Studying for Step 1 has been controlled by Murphy and his Law, if you know what I mean. Everything that could have happened did happen. On Monday, as I’m starting to get panicked about my upcoming exam and I am reviewing the highest-yield topics just one more time to have it solidly memorized, I get a call from daycare at 8:30am… the Ladybug was breaking out into a rash over her entire body. Which meant she couldn’t stay at daycare until it went away–meaning that I had to find a babysitter for the last few days before my exam, or submit myself to not studying for the entire four days before Boards. I was panicked, but it all worked out. David took off work, my mom took off a day of work, my mother-in-law came to visit, and my brother babysat the day of my exam. This was the second time Ladybug got sick in the 7 weeks I took to study for the exam. I took a bit longer than was recommended (most people say 5-6 weeks maximum), but I knew I would lose a few days here and there for unforeseen reasons. I was also sick with a bad case of sinusitis. And then there was the accident right around the time school let out. So it was actually rather funny to call my weeks of study time “dedicated” study time.

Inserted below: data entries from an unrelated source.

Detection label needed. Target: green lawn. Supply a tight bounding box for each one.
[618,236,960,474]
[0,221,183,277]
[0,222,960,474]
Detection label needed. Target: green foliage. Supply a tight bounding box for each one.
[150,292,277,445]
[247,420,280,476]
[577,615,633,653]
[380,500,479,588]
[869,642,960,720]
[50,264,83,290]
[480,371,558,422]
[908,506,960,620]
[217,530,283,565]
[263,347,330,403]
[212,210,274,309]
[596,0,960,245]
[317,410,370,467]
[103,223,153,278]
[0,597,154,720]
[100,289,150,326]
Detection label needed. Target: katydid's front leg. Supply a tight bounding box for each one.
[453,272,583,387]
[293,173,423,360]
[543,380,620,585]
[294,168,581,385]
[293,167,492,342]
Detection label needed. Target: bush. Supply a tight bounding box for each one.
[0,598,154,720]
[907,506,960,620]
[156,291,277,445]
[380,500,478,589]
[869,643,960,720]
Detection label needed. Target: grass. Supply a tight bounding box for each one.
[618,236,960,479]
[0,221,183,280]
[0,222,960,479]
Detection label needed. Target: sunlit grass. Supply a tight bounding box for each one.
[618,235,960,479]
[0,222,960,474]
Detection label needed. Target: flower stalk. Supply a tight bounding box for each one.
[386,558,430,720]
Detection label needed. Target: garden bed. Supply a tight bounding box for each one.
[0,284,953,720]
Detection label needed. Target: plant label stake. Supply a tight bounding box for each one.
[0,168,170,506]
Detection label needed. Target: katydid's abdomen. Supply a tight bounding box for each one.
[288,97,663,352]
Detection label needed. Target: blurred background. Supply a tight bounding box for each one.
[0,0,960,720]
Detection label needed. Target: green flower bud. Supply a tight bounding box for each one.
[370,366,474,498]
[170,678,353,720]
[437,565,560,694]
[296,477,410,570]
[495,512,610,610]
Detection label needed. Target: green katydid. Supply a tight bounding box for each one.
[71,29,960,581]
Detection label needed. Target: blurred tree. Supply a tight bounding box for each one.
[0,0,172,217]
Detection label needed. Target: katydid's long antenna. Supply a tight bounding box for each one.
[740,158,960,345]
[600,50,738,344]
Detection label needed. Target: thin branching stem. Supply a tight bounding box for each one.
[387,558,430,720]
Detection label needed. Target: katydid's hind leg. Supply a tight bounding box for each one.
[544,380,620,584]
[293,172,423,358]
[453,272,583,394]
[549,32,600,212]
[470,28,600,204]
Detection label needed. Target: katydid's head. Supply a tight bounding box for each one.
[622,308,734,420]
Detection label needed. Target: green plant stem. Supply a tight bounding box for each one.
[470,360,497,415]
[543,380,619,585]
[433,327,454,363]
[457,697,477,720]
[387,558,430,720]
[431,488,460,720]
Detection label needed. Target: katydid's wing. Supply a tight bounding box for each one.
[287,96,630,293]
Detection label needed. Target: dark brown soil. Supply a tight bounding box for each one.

But, it’s over. I found out if I passed/what my score is sometime next month. Murphy and his Law couldn’t stop June 5th from coming (and I refused to change my test date), and now that day has come and gone and I get a few days of “summer vacation” until I have to report for third year orientation.
Did you see that? Third year orientation. Is this real life? How is it that I am now ready to be set loose on the wards?
In speaking of which… I got my first rotation schedule the week before the exam. I can’t remember if I wrote that in the last post or not, but it’s true–I have a tentative schedule for my first rotation of third year. My first rotation is Internal Medicine, which is split into a month of wards and a month of two specialties. I start out with the specialties–two weeks of Cardiology at the VA and two weeks of Infectious Disease at the VA. Then a month of ward work at University. I am so excited! Real patients to learn from, and real H&Ps and SOAP notes to write. As much as I always wanted to study the medical textbooks before I came to medical school, the real reason I came to medical school was to be trained to take care of real patients. It’s about time!